Era uma terra onde não se passava nada. Situada num concelho onde nada de especial se passava. E numa região onde se passava muito pouca coisa. Era uma terra do fundo do Portugal profundo.
Até que um dia um acontecimento veio agitar a pacatez da aldeia. Asdrúbal Silva, o filho da Ti Augusta, viúva do Ti Adelino moleiro, sagrara-se campeão da primeira divisão do campeonato regional de águas interiores da associação de pesca desportiva da região.
A coisa deu brado.
- Então, vizinha, e agora que o seu marido é campeão, o que é que acontece?
- Agora, vai disputar o campeonato nacional. Vai andar pelo país todo, à pesca.
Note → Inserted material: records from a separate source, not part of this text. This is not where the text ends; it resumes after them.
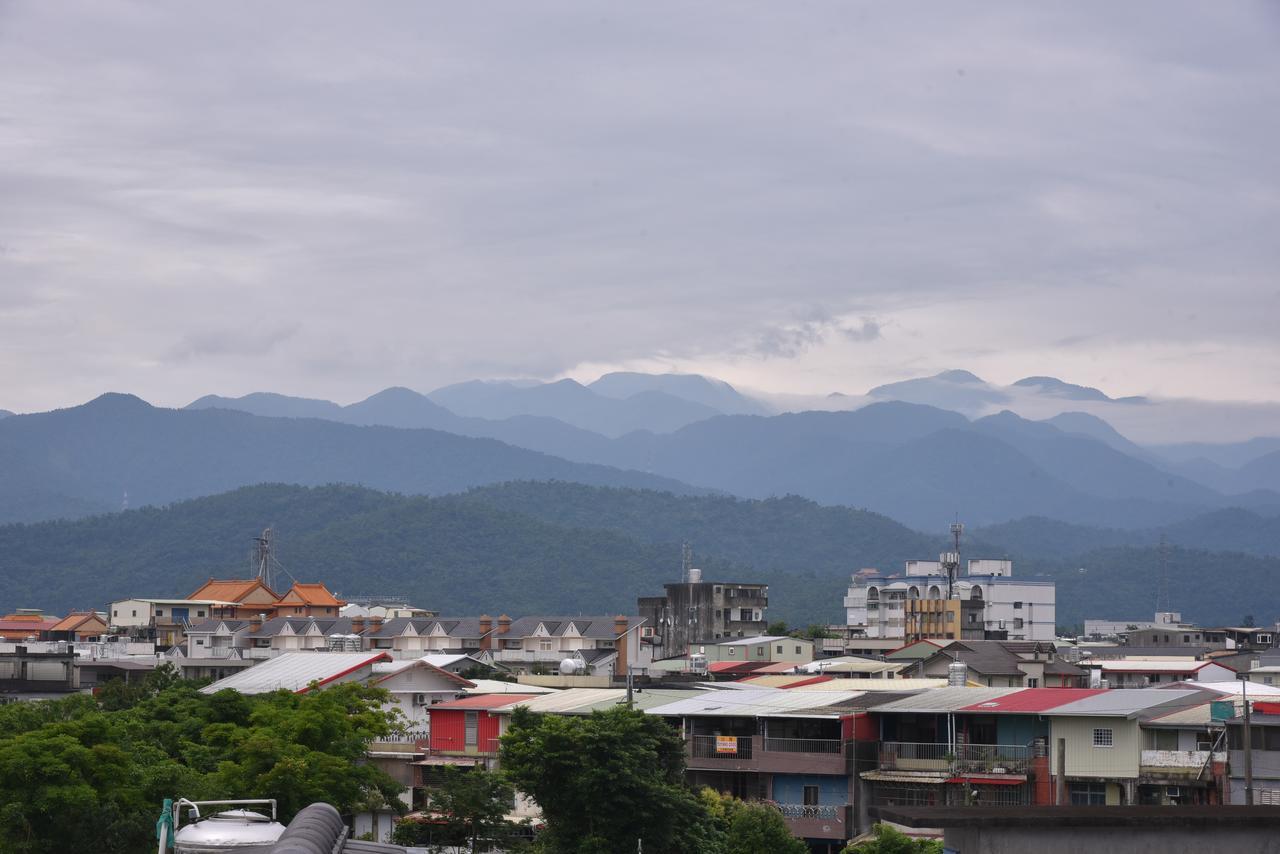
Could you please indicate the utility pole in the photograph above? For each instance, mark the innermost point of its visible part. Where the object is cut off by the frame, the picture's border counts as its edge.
(1248, 743)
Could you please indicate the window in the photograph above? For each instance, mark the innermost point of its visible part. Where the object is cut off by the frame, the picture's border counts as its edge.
(1088, 794)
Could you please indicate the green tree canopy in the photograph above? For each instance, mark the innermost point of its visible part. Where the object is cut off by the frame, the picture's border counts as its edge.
(607, 780)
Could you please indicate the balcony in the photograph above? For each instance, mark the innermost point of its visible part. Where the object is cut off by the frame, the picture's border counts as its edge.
(827, 821)
(759, 753)
(960, 759)
(1178, 763)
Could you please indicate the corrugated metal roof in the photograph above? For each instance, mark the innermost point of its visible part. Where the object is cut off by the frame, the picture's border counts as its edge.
(794, 680)
(849, 665)
(946, 699)
(1033, 699)
(877, 685)
(485, 702)
(295, 671)
(762, 702)
(1128, 702)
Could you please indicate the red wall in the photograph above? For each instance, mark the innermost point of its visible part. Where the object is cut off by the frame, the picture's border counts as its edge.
(449, 729)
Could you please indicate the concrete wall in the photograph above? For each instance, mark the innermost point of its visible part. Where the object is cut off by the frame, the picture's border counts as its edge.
(1083, 759)
(1141, 840)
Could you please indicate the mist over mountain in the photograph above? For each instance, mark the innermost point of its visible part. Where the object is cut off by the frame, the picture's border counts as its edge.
(119, 448)
(567, 548)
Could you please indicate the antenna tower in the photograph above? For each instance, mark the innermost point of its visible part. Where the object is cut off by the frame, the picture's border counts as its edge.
(951, 560)
(264, 560)
(1162, 581)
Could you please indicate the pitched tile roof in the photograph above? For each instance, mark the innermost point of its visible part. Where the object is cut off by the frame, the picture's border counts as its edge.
(231, 589)
(310, 594)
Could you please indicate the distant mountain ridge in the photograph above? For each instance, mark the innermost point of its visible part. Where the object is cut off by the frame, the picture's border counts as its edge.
(556, 548)
(117, 444)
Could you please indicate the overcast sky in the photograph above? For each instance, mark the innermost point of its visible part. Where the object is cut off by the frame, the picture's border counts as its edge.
(329, 199)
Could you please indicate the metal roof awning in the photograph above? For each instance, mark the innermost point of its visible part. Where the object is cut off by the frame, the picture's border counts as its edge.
(447, 761)
(903, 776)
(990, 781)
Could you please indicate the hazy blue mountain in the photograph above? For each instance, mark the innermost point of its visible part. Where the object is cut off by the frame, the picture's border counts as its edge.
(1232, 529)
(553, 548)
(118, 443)
(574, 403)
(270, 405)
(1092, 466)
(1095, 428)
(696, 388)
(1230, 455)
(951, 389)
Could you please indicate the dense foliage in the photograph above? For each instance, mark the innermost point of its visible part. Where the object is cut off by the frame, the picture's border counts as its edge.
(567, 548)
(888, 840)
(82, 776)
(607, 780)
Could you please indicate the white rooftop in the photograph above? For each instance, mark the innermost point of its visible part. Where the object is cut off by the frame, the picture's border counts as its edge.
(760, 702)
(296, 671)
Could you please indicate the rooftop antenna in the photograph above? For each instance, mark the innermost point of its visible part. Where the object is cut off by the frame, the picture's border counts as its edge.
(951, 560)
(263, 557)
(1162, 583)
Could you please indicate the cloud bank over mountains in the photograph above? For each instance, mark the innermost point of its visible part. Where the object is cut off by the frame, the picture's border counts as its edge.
(807, 200)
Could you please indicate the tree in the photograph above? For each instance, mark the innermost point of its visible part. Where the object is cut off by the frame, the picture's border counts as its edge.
(606, 781)
(891, 841)
(750, 827)
(471, 805)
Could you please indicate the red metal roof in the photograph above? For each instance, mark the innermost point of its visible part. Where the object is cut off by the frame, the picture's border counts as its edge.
(736, 666)
(1033, 699)
(483, 702)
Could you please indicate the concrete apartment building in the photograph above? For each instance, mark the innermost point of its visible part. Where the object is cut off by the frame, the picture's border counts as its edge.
(987, 603)
(696, 611)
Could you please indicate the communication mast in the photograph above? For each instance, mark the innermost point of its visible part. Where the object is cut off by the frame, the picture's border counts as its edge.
(950, 561)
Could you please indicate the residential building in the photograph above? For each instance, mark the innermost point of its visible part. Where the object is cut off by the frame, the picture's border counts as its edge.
(414, 688)
(301, 671)
(164, 621)
(597, 645)
(1002, 663)
(767, 648)
(986, 603)
(695, 611)
(1107, 629)
(78, 625)
(27, 624)
(1143, 672)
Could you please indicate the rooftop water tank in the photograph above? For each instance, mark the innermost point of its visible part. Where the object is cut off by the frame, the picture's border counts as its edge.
(227, 831)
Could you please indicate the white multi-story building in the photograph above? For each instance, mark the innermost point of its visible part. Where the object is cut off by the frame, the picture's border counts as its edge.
(1010, 610)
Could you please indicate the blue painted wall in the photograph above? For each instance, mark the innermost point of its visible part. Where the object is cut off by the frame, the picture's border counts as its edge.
(789, 788)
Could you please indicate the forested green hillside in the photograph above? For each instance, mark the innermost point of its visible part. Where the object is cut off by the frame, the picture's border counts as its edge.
(552, 547)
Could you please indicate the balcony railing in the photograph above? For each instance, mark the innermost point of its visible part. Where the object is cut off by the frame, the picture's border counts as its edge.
(830, 812)
(721, 747)
(803, 745)
(961, 758)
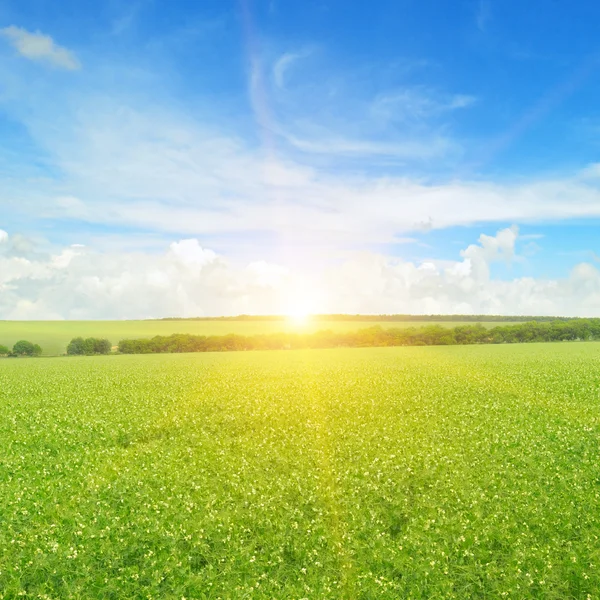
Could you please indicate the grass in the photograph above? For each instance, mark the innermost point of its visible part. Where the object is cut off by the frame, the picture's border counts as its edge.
(53, 336)
(463, 472)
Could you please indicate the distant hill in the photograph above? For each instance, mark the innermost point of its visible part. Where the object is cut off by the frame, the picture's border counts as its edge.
(380, 318)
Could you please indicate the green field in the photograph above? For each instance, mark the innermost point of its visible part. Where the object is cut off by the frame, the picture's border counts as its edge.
(381, 473)
(53, 336)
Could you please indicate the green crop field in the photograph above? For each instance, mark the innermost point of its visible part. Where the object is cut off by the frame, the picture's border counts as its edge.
(53, 336)
(382, 473)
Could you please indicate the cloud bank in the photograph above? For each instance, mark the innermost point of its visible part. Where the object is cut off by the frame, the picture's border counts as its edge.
(40, 47)
(188, 280)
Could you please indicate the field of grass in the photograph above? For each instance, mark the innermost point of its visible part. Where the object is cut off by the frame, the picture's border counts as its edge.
(381, 473)
(53, 336)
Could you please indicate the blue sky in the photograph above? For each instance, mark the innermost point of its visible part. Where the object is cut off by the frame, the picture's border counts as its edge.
(300, 137)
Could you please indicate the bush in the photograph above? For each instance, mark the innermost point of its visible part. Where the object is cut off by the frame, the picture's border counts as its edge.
(25, 348)
(88, 347)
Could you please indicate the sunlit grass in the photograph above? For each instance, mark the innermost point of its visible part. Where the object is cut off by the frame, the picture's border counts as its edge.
(468, 472)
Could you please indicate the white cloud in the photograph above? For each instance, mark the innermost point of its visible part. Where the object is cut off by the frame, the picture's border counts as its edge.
(40, 47)
(416, 104)
(190, 280)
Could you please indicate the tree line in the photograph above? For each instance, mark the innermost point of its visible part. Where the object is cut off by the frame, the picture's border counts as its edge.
(21, 348)
(381, 318)
(88, 347)
(430, 335)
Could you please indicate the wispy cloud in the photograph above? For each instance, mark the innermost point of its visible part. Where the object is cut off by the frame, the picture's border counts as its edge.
(40, 47)
(284, 63)
(416, 104)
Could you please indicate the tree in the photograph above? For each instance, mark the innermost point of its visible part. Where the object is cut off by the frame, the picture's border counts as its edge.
(25, 348)
(76, 347)
(79, 346)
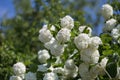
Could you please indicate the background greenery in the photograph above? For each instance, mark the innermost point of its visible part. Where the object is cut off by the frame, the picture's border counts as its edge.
(19, 36)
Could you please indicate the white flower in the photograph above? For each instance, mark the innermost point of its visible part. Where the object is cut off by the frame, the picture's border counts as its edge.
(43, 56)
(15, 78)
(109, 25)
(48, 44)
(63, 35)
(90, 56)
(95, 42)
(95, 71)
(51, 76)
(70, 73)
(56, 49)
(115, 33)
(84, 70)
(42, 68)
(59, 70)
(107, 11)
(69, 64)
(118, 27)
(82, 28)
(30, 76)
(118, 73)
(45, 34)
(82, 41)
(67, 22)
(19, 68)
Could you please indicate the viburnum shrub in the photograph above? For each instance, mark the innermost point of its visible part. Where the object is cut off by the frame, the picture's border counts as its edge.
(72, 53)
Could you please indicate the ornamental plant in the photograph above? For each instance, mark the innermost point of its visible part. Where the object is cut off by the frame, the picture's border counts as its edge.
(71, 52)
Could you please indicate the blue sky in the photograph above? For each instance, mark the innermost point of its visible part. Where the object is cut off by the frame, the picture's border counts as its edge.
(7, 11)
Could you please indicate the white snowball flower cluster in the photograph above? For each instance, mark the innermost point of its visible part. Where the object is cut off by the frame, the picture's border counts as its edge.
(92, 73)
(43, 56)
(90, 56)
(45, 34)
(48, 44)
(107, 11)
(115, 33)
(19, 70)
(82, 28)
(42, 68)
(84, 70)
(67, 22)
(82, 41)
(51, 76)
(30, 76)
(63, 35)
(15, 78)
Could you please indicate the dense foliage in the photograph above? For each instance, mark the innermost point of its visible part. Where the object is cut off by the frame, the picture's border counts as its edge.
(19, 40)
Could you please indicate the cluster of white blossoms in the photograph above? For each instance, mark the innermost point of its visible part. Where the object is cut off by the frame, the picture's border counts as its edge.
(107, 11)
(19, 70)
(89, 54)
(111, 25)
(89, 66)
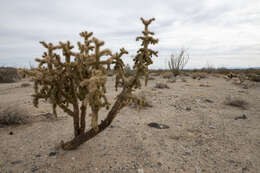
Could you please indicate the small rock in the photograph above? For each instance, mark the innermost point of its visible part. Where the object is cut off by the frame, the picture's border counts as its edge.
(53, 153)
(210, 101)
(188, 108)
(16, 162)
(158, 126)
(187, 154)
(34, 169)
(243, 117)
(212, 127)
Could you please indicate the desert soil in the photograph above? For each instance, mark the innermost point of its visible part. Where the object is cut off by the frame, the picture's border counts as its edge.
(203, 135)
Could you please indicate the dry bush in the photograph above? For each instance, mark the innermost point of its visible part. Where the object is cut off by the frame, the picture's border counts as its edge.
(199, 75)
(167, 75)
(183, 79)
(8, 75)
(144, 100)
(128, 71)
(156, 73)
(236, 102)
(161, 86)
(13, 116)
(255, 78)
(151, 78)
(110, 73)
(75, 81)
(25, 85)
(177, 63)
(171, 80)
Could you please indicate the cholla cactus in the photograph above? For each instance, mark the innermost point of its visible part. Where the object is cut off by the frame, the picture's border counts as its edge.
(78, 81)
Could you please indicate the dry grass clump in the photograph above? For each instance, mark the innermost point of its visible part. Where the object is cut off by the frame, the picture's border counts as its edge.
(236, 102)
(128, 71)
(171, 80)
(255, 78)
(151, 78)
(13, 116)
(161, 86)
(144, 100)
(8, 75)
(167, 75)
(25, 85)
(110, 73)
(198, 76)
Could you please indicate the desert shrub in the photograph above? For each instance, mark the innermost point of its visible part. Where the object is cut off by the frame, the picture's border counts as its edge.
(161, 86)
(255, 78)
(183, 80)
(151, 78)
(128, 71)
(144, 100)
(172, 79)
(198, 75)
(177, 63)
(110, 73)
(167, 75)
(77, 80)
(237, 102)
(8, 75)
(13, 116)
(25, 85)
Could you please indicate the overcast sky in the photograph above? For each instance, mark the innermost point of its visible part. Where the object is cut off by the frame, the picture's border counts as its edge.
(219, 33)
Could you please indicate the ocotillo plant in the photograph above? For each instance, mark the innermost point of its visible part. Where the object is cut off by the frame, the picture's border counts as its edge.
(77, 81)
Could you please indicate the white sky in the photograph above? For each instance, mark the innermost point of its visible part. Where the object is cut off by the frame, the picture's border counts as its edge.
(215, 32)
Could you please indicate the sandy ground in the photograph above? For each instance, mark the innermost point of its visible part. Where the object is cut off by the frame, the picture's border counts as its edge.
(203, 135)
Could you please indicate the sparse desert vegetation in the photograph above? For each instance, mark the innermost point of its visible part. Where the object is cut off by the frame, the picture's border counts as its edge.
(174, 120)
(212, 124)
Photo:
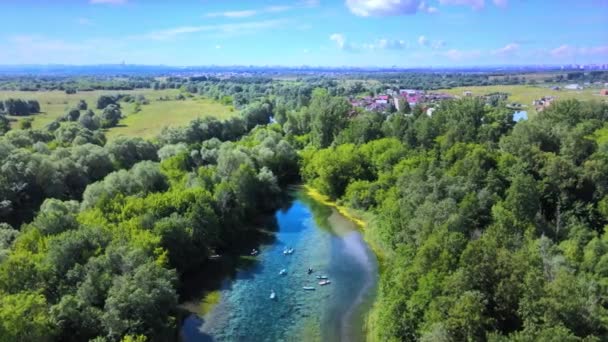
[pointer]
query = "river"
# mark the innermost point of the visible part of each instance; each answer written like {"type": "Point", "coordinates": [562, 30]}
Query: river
{"type": "Point", "coordinates": [323, 240]}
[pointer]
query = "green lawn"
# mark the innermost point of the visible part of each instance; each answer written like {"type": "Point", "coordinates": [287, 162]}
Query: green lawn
{"type": "Point", "coordinates": [158, 114]}
{"type": "Point", "coordinates": [526, 94]}
{"type": "Point", "coordinates": [147, 123]}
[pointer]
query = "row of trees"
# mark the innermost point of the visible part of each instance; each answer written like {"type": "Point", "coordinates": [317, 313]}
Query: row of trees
{"type": "Point", "coordinates": [491, 231]}
{"type": "Point", "coordinates": [110, 228]}
{"type": "Point", "coordinates": [19, 107]}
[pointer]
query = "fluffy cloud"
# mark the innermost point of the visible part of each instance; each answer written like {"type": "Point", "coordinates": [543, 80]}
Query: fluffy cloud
{"type": "Point", "coordinates": [381, 44]}
{"type": "Point", "coordinates": [234, 14]}
{"type": "Point", "coordinates": [232, 29]}
{"type": "Point", "coordinates": [252, 12]}
{"type": "Point", "coordinates": [461, 55]}
{"type": "Point", "coordinates": [422, 40]}
{"type": "Point", "coordinates": [507, 50]}
{"type": "Point", "coordinates": [501, 3]}
{"type": "Point", "coordinates": [84, 21]}
{"type": "Point", "coordinates": [339, 39]}
{"type": "Point", "coordinates": [390, 44]}
{"type": "Point", "coordinates": [108, 2]}
{"type": "Point", "coordinates": [570, 51]}
{"type": "Point", "coordinates": [475, 4]}
{"type": "Point", "coordinates": [366, 8]}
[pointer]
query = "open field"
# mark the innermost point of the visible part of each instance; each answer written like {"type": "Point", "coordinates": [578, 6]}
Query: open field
{"type": "Point", "coordinates": [146, 123]}
{"type": "Point", "coordinates": [525, 94]}
{"type": "Point", "coordinates": [158, 114]}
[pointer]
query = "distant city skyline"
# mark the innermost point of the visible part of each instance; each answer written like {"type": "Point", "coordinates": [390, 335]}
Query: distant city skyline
{"type": "Point", "coordinates": [333, 33]}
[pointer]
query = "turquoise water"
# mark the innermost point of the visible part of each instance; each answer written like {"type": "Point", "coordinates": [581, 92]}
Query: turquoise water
{"type": "Point", "coordinates": [323, 240]}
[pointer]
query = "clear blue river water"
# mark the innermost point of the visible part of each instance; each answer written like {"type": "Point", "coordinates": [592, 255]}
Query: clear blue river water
{"type": "Point", "coordinates": [323, 240]}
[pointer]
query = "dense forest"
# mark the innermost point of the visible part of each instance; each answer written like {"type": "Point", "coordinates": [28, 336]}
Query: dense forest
{"type": "Point", "coordinates": [487, 229]}
{"type": "Point", "coordinates": [490, 230]}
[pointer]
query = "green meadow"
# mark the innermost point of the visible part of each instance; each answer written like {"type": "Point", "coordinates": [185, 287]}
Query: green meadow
{"type": "Point", "coordinates": [525, 94]}
{"type": "Point", "coordinates": [146, 123]}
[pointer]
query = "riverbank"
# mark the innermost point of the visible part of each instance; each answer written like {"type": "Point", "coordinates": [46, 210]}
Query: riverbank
{"type": "Point", "coordinates": [324, 240]}
{"type": "Point", "coordinates": [364, 222]}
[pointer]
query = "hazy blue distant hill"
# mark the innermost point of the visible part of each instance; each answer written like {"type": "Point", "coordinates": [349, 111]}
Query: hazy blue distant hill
{"type": "Point", "coordinates": [130, 69]}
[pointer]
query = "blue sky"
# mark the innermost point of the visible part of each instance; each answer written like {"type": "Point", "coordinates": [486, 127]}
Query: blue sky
{"type": "Point", "coordinates": [408, 33]}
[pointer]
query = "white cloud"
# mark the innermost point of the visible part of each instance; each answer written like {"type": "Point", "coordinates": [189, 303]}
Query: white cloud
{"type": "Point", "coordinates": [564, 51]}
{"type": "Point", "coordinates": [108, 2]}
{"type": "Point", "coordinates": [438, 44]}
{"type": "Point", "coordinates": [233, 28]}
{"type": "Point", "coordinates": [309, 3]}
{"type": "Point", "coordinates": [460, 55]}
{"type": "Point", "coordinates": [234, 14]}
{"type": "Point", "coordinates": [475, 4]}
{"type": "Point", "coordinates": [391, 44]}
{"type": "Point", "coordinates": [422, 40]}
{"type": "Point", "coordinates": [366, 8]}
{"type": "Point", "coordinates": [507, 50]}
{"type": "Point", "coordinates": [423, 7]}
{"type": "Point", "coordinates": [380, 44]}
{"type": "Point", "coordinates": [252, 12]}
{"type": "Point", "coordinates": [339, 39]}
{"type": "Point", "coordinates": [84, 21]}
{"type": "Point", "coordinates": [275, 9]}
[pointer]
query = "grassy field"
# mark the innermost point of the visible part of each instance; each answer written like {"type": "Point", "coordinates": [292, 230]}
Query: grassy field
{"type": "Point", "coordinates": [526, 94]}
{"type": "Point", "coordinates": [147, 123]}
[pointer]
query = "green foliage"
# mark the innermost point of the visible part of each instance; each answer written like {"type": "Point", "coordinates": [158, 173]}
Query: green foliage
{"type": "Point", "coordinates": [492, 229]}
{"type": "Point", "coordinates": [23, 317]}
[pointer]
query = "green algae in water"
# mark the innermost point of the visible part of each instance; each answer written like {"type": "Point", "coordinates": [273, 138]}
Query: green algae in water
{"type": "Point", "coordinates": [209, 302]}
{"type": "Point", "coordinates": [322, 239]}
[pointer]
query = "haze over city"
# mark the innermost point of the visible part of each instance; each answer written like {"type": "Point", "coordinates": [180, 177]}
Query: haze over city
{"type": "Point", "coordinates": [404, 33]}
Vai a Coimbra, a Penacova, a Chaves… - Explicou Isaurinda, impante de orgulho, à vizinha Custódia.
O feito não deixou o presidente da Junta indiferente.
- Temos de fazer qualquer coisa. - Disse Eufrásio para Euclides, o presidente do clube recreativo local.
- Devíamos organizar uma festa.
- Uma coisa assim como uma espécie de uma gala…
- Exactamente.
A festa foi preparada com o máximo desvelo. Assim como assim, a última coisa festiva que acontecera na terra fora o reatamento das missas dominicais na capela, havia dez anos. Em má hora, contudo. O jovem padre havia-se perdido de amores por uma paroquiana, a Joaquina da Várzea, e dera às de Vila Diogo levando a moça consigo para França.
- Euclides!, Euclides!, o presidente da Câmara está confirmado. - Gritou Eufrásio, da estrada.
Do fundo da leira, onde sachava umas batatas, o presidente do clube viu o seu conterrâneo agitar, esfusiantemente, um papel branco. Soube depois que o papel era o fax da confirmação.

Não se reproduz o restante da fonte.